Surprisingly, for anyone who's seen Arnold in anything but True Lies, he's one of the best parts of this film. His limited role as Frank, a father who cares about his son, but is desperate for love, allows him to play the clueless part well, reversing course from his usual stupid roles. The difference might be slight, but it's important, as the move from stupid to clueless allows the audience to care about him.
If the audience didn't care, the performance of Gyllenhal as Jude, a golddigging singer who doesn't have any filters when it comes to dealing with others, would have come off as pointless. Jude takes advantage of Frank and his son Otis, using their needs against them. She's able to do that mainly because her needs are financial and material, not emotional, like her conquests. The part continues Gyllenhal's impressive young career, giving her the chance to also sing, which she does rather well. I don't see her cutting an album, but then, who thought Lindsey Lohan would?
Roos' control of the tangled web of storylines is quite good, managed by creating unique and well-defined characters and using the text screens to keep the audience informed at all times. Freed from the expectation of a studio film, Roos' visual direction tries some new tricks, and creates a film that looks as confused as the storyline risks becoming. Mirrors, off-kilter camera angles and an open attitude toward camera movement make this a different look at love and happiness, which for Happy Endings means the two might be mutually exclusive in most peoples' lives. But not always.
The title is an interesting one, considering the film's actual ending, of which there are many. If, at any point, you think the movie is over, you're probably wrong. There's too much invested in this cast of characters to leave anyone hanging in the end, and the film makes sure to satisfy all curiosity, even if it might feel a bit forced in some spots. However, most happy endings feel that way, as endings are rarely happy moments.
There's not a large difference between the two audio tracks, considering this is a dialogue-driven film without any kinds of action blowouts. There's some enhancement of the music that pumps the songs up, but other than that, it's all about the crisp clear dialogue, and well-reproduced sound effects.

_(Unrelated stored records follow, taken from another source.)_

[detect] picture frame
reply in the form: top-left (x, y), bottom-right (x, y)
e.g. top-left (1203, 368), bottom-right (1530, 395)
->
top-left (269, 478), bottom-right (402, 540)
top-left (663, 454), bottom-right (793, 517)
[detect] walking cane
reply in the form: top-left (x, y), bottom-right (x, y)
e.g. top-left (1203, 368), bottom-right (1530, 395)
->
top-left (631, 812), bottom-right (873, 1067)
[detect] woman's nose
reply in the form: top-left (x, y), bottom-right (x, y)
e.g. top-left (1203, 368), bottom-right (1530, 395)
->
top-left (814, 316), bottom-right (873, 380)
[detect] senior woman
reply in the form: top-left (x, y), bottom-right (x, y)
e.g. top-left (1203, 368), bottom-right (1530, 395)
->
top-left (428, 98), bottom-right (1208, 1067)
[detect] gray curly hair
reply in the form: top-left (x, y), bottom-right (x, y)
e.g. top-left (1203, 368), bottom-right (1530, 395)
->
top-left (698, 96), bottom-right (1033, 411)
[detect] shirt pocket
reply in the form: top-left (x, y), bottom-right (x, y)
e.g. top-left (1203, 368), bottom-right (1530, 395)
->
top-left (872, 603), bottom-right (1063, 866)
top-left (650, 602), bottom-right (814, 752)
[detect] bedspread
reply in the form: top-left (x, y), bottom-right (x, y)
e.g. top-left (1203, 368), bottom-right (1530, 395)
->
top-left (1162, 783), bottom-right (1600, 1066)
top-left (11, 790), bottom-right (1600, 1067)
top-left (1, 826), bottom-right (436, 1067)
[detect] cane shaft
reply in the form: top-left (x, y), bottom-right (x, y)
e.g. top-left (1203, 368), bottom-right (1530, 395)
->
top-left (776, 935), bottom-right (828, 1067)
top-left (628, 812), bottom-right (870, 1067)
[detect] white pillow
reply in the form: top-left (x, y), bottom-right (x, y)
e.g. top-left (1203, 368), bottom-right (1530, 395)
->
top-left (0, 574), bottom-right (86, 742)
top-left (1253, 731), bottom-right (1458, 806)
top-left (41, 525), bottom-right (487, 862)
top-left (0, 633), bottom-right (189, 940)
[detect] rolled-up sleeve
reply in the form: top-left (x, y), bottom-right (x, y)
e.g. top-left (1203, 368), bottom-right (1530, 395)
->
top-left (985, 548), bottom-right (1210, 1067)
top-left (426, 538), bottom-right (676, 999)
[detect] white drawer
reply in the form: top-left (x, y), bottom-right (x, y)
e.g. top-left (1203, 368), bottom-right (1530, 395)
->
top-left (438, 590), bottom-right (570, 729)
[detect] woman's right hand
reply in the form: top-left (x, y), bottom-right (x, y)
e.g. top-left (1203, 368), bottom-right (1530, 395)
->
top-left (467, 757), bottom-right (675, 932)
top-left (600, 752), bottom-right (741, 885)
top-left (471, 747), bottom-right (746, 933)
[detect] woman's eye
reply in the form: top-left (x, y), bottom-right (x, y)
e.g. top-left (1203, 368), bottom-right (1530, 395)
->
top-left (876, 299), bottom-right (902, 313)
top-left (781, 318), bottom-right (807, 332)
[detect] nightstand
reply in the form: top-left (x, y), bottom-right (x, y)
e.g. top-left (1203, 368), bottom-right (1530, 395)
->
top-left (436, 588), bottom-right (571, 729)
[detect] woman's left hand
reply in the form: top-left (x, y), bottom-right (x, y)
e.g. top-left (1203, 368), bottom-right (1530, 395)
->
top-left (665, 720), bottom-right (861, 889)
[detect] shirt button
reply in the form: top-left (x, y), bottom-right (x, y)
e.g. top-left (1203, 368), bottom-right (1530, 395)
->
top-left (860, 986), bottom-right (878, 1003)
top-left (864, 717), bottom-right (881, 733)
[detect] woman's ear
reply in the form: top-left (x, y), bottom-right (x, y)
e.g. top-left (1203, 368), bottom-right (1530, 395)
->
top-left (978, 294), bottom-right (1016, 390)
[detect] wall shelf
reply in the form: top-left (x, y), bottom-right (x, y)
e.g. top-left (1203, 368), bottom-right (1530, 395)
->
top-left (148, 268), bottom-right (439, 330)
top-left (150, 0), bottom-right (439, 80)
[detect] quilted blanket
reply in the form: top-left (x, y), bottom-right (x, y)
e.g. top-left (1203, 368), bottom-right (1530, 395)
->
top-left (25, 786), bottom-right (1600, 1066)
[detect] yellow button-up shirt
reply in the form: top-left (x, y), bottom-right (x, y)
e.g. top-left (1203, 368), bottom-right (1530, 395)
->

Overall, the sound is very nice, but in no way a showcase track.
The "Making of" featurette runs over 11 minutes long, and feels like your usual studio EPK packages. On-set footage is mixed with film clips and interviews with all of the principal cast, as well as Roos, to talk about the film. There's nothing ground-breaking, but the piece is at least well-produced.
Just over 15 minutes of deleted scenes are also included, which can be watched in a group or separately. There's a rarity here, as there's a scene, between Charley and Otis, that actually could have worked, if the timing could be worked around. The rest are the usual flotsam and jetsam. Optional commentary with Roos, Mathis and Kudrow is essentially just set-up for the scenes, with thoughts scattered throughout. Optional commentary is also available on the gag reel (4:15) and the montage reel (2:38), but neither reveals much about the movie, and are really there just for odd enjoyment.
A handful of previews for other Lion's Gate films and TV shows are included, but not for Happy Endings.